Vereadores do PV de Salvador reagiram com indignação após a cúpula do partido enviar-lhes uma carta de processo disciplinar que pode culminar em expulsão. O líder de governo na Câmara Municipal de Salvador, Paulo Magalhães Jr., afirmou que vai se defender judicialmente. “Já chegou no meu gabinete [a carta]. Preciso ver de perto. Não estou acreditando”, declarou o edil, que terá duas semanas para se manifestar sobre as acusações. O documento também foi enviado para Sabá e Henrique Carballal. “Pretendo me defender. Não tem motivo para isso”.

O PV alega que os três vereadores descumpriram o estatuto do partido. Todavia, a informação que circula nos bastidores é que a expulsão servirá para atrair novos integrantes da sigla e fazer volume de votos suficientes para eleger o atual secretário de Sustentabilidade da Prefeitura, André Fraga, na Câmara. Os edis entraram na agremiação após indicação do prefeito ACM Neto (DEM) na última eleição municipal.

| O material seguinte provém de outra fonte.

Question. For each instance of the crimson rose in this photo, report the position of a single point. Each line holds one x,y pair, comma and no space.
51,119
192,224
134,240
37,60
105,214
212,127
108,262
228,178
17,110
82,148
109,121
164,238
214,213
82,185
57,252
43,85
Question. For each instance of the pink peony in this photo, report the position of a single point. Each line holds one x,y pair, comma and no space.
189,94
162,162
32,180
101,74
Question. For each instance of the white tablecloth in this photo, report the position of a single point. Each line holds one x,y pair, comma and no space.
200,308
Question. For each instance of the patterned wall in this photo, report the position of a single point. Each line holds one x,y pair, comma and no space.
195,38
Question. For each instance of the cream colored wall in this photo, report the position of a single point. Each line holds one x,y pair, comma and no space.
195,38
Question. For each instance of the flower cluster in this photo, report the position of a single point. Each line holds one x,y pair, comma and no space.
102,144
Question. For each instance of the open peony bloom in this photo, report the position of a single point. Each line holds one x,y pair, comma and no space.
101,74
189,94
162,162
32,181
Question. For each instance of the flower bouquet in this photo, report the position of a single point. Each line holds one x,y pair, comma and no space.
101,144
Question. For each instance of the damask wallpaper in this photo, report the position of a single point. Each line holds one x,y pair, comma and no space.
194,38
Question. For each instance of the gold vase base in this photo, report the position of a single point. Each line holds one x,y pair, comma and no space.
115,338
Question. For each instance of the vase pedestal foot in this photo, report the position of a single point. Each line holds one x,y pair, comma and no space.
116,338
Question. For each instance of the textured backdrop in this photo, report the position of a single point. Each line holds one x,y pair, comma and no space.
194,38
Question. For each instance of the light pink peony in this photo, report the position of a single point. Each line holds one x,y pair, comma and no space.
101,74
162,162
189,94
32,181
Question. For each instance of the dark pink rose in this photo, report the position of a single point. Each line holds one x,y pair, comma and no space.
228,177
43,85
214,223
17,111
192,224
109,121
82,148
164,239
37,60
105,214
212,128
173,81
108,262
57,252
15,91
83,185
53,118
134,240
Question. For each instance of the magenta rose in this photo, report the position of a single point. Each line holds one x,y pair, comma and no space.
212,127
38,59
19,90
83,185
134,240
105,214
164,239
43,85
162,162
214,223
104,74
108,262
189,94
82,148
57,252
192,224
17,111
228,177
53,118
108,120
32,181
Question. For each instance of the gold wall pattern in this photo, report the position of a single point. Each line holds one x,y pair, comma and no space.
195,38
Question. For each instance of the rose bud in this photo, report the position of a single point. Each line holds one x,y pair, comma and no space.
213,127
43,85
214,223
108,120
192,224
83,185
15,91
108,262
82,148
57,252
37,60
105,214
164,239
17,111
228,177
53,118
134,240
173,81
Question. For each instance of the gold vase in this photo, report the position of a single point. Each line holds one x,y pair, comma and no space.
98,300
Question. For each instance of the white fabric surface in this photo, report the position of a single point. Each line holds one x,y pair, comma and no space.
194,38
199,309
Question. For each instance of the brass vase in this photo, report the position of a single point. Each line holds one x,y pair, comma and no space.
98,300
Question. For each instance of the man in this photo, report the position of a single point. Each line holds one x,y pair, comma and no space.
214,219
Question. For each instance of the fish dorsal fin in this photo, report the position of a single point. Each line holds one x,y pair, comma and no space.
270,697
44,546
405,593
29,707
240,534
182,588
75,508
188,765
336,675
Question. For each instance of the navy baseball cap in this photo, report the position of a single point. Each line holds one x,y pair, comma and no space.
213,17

“É um jogo sujo, medíocre”, vociferou Sabá. “Recebi com certa perplexidade por conta da falta de respeito desses dirigentes do partido em não respeitar a figura pública dos vereadores. Está expondo ao ridículo a figura dos vereadores do partido. Nós estamos no partido por conta de uma articulação feita pelo prefeito ACM Neto. Eles estão faltando com respeito e consideração com o prefeito ACM Neto”, apontou.

Ele afirma que vai tomar providências judiciais contra o partido. “É vergonhoso um partido que quer expulsar três dirigentes eleitos pela vontade do povo, das pessoas e dos cidadãos, em detrimento de um secretário. Isso é postura de partido pequeno, insignificante”, detonou.

Carballal, por sua vez, afirmou que ainda não recebeu o documento. “Nenhum partido pode expulsar um filiado sem antes abrir um processo e dar um direito de defesa”, atacou. “Antes de receber uma carta de expulsão, deveria receber uma carta de que foi aberto um processo disciplinar onde a direção partidária cobra algum tipo de posicionamento diferente do que reza o estatuto e o programa do partido. Se isso não ocorreu, eles estão dizendo que entra e sai quem o dono quer”, completou.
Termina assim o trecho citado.